STEPS_PER_EPOCH - Steps per each epoch.

In [6]:
import tensorflow as tf
from keras import layers, Model
from keras.preprocessing import image
import numpy as np
import os
import random
import keras

# -----------------------------
# PARAMETERS
# -----------------------------
IMG_SIZE = (105, 105)
BATCH_SIZE = 32
EPOCHS = 4  # increase for better results

# Load DATASET_PATH from dataset_path.txt (expected in the notebook working directory)
dataset_txt = os.path.join(os.getcwd(), "dataset_path.txt")
if os.path.exists(dataset_txt):
    with open(dataset_txt, "r", encoding="utf-8") as f:
        DATASET_PATH = f.read().strip()
    if not DATASET_PATH:
        raise ValueError("dataset_path.txt is empty. Put the dataset path inside the file.")
else:
    raise FileNotFoundError(f"dataset_path.txt not found at {dataset_txt}. Create it with the dataset path.")
STEPS_PER_EPOCH = 50
# -----------------------------



Image Preparation Definitions:

load_images_by_filenames(dataset_path, img_size = IMG_SIZE) - Loads images from dataset_path scaled to IMG_SIZE, then splits into groups by person.

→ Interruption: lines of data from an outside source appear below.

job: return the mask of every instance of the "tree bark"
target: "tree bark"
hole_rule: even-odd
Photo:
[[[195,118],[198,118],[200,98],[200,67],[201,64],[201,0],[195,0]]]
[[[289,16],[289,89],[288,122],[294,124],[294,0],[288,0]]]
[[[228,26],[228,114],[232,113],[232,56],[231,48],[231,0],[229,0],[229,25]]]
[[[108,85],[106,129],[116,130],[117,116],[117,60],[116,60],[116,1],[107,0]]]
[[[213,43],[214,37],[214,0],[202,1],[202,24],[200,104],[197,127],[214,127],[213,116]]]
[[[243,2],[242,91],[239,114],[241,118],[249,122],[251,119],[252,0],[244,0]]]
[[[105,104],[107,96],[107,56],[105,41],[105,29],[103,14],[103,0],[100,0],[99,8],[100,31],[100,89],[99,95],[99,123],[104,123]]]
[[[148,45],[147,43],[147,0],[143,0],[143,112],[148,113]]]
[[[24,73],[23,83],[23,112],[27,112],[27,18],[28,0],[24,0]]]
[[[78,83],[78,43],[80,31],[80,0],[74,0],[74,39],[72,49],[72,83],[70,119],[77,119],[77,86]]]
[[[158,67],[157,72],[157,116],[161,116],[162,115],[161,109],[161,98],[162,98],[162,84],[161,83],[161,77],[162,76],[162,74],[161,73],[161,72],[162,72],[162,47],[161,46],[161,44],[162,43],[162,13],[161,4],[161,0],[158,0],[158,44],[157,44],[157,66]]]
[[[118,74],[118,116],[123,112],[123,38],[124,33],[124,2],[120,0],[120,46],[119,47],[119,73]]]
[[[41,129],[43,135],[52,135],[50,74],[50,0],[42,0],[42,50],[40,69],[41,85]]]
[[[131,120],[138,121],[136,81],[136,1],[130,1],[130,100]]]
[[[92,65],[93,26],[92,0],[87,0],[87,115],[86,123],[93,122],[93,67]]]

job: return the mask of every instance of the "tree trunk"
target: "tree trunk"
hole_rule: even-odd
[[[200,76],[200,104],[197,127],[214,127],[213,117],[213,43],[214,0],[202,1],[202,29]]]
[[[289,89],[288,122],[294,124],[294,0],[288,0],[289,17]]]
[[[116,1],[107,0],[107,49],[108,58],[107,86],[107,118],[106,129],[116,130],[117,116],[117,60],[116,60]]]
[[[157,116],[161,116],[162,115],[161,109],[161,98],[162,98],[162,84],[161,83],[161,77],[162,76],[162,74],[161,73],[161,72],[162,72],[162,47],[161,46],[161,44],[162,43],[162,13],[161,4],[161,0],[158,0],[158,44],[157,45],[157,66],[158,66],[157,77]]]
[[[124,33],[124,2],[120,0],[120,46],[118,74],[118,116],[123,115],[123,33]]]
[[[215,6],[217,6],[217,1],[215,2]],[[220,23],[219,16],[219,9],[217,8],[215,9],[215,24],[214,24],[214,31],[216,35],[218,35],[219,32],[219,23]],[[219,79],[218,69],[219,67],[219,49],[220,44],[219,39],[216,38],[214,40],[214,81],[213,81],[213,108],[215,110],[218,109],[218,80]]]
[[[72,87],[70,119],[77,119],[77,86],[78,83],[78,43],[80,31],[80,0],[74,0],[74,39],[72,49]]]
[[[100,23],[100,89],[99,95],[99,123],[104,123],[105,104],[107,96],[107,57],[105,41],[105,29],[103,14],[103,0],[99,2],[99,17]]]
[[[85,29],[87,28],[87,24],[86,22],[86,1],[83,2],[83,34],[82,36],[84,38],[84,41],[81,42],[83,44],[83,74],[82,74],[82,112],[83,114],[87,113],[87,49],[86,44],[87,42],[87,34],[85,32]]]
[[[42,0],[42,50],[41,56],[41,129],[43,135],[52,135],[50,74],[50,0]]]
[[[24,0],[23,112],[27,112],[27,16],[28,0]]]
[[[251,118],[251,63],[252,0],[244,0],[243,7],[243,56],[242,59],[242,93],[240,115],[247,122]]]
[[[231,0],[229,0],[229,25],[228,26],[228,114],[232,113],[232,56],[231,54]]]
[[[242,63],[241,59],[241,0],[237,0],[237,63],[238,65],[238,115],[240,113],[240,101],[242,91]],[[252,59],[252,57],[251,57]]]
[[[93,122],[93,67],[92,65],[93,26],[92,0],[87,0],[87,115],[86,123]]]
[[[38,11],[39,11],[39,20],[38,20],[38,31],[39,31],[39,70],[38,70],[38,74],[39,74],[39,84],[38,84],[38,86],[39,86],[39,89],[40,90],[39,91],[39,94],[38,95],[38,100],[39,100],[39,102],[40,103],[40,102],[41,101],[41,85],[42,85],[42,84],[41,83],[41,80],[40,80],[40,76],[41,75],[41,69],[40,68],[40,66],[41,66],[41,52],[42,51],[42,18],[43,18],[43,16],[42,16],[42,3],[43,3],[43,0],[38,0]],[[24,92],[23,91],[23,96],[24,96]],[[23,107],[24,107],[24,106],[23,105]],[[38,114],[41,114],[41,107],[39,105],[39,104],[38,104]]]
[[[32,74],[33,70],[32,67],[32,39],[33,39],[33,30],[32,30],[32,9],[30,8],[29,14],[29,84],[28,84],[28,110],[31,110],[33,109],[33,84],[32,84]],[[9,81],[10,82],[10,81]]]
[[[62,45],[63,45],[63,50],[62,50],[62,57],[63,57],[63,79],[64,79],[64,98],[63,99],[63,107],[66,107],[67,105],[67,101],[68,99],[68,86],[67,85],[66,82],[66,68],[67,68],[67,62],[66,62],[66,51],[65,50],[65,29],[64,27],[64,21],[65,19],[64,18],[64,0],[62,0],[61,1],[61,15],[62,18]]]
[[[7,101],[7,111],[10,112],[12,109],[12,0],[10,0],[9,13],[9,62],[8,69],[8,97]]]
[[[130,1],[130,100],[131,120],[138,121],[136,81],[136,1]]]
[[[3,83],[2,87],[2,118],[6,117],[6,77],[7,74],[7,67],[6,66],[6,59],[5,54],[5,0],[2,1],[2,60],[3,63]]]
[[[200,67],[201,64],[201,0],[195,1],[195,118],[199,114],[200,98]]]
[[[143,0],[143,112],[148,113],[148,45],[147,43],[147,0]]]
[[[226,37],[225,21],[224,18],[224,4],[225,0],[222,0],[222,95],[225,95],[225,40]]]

Outputs dictionary where each person has a list of images.

siamese_batch_generator(images_dict, batch_size=BATCH_SIZE) - Chooses a case (same person, different person), if same person, get 2 images of them label 1, otherwise get 2 different people images and label 0. This is done so dynamically as training is happening, so as to avoid large memory usage.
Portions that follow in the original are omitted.